Mengapa Semakin Banyak Pria Cabul dan Memiliki Perilaku Seksual Menyimpang? Apakah Film Porno Biang Keladinya?

9 hours ago 4

  1. SEHAT
  2. SEKS

Meningkatnya kasus pelecehan seksual di Indonesia memicu pertanyaan: mengapa perilaku seksual menyimpang pada pria meningkat?

Rabu, 23 Apr 2025 02:00:00

Mengapa Semakin Banyak Pria Cabul dan Memiliki Perilaku Seksual Menyimpang? Apakah Film Porno Biang Keladinya? Ilustrasi video porno (©@ 2023 merdeka.com)

Kasus pelecehan seksual dan perilaku cabul yang melibatkan pria meningkat di Indonesia. Dalam sepekan terakhir, kita terus disodori oleh sejumlah kasus serupa, memicu keprihatinan publik dan pertanyaan mendalam: mengapa fenomena ini tampaknya semakin marak? Apakah benar jumlah pria dengan perilaku seksual menyimpang meningkat, atau hanya peningkatan pelaporan kasus? 

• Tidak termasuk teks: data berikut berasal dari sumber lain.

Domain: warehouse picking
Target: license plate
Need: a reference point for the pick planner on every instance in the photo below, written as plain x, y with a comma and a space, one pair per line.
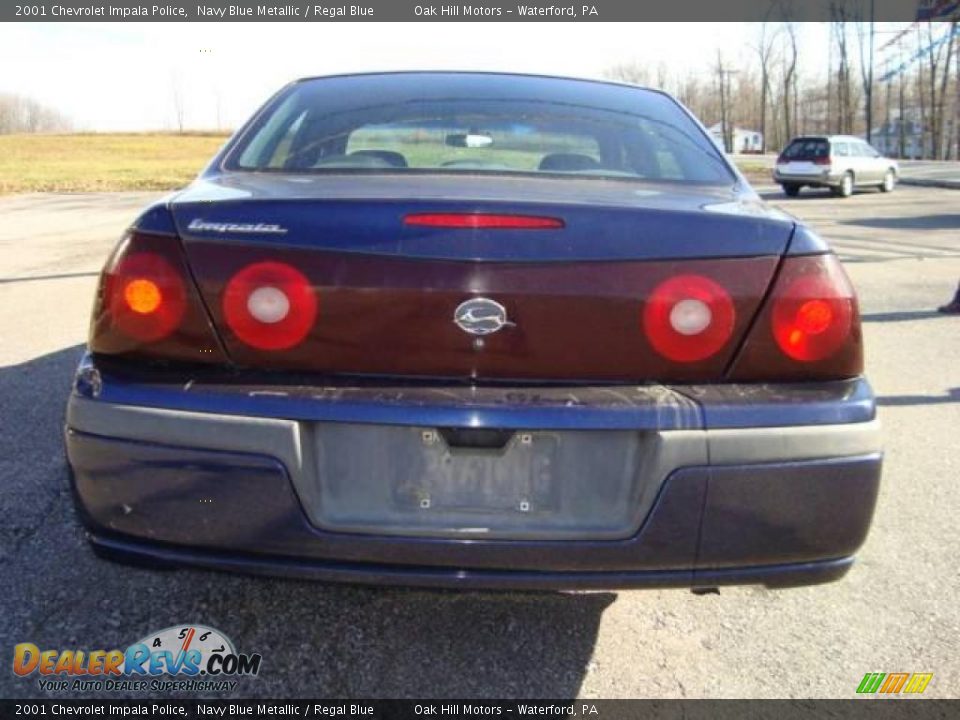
515, 478
802, 168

Laporan UNICEF menyebutkan bahwa satu dari delapan anak perempuan di seluruh dunia mengalami kekerasan seksual sebelum usia 18 tahun, mayoritas dilakukan oleh orang dekat atau yang dikenal (UNICEF, 2024). Di Kanada, statistik kriminal menunjukkan lonjakan pelaporan kejahatan seksual hingga tahun 1993, lalu mengalami penurunan (Statistics Canada, 2008). Fenomena ini memunculkan dugaan bahwa meskipun kasus meningkat, kesadaran dan keberanian melapor pun meningkat.

Namun, apakah benar perilaku menyimpang lebih banyak terjadi, atau kita kini hanya lebih waspada dan terbuka membicarakannya?

Perilaku seksual menyimpang sendiri memiliki spektrum yang luas dan tidak semua bersifat kriminal atau berbahaya. Beberapa perilaku mungkin hanya menyimpang dari norma sosial, sementara yang lain jelas merugikan orang lain. Perlu kehati-hatian dalam menggunakan istilah "semakin banyak", karena data empiris yang mendukungnya masih terbatas. Artikel ini akan mengeksplorasi beberapa faktor yang mungkin berkontribusi pada perilaku seksual menyimpang pada pria, tanpa memberikan kesimpulan definitif mengenai peningkatan jumlah kasus.

Berbagai faktor kompleks berinteraksi untuk membentuk perilaku seksual seseorang. Tidak ada satu penyebab tunggal, dan penting untuk menghindari generalisasi yang berbahaya. Analisis yang komprehensif harus mempertimbangkan faktor psikologis, sosial budaya, biologis, dan faktor pengetahuan serta pemahaman tentang seksualitas.

Pornografi dan Perilaku Agresif: Korelasi atau Kausalitas?

Pornografi adalah salah satu konten paling mudah diakses melalui internet. Namun, korelasi antara konsumsi pornografi dan kekerasan seksual bukanlah hubungan yang sederhana.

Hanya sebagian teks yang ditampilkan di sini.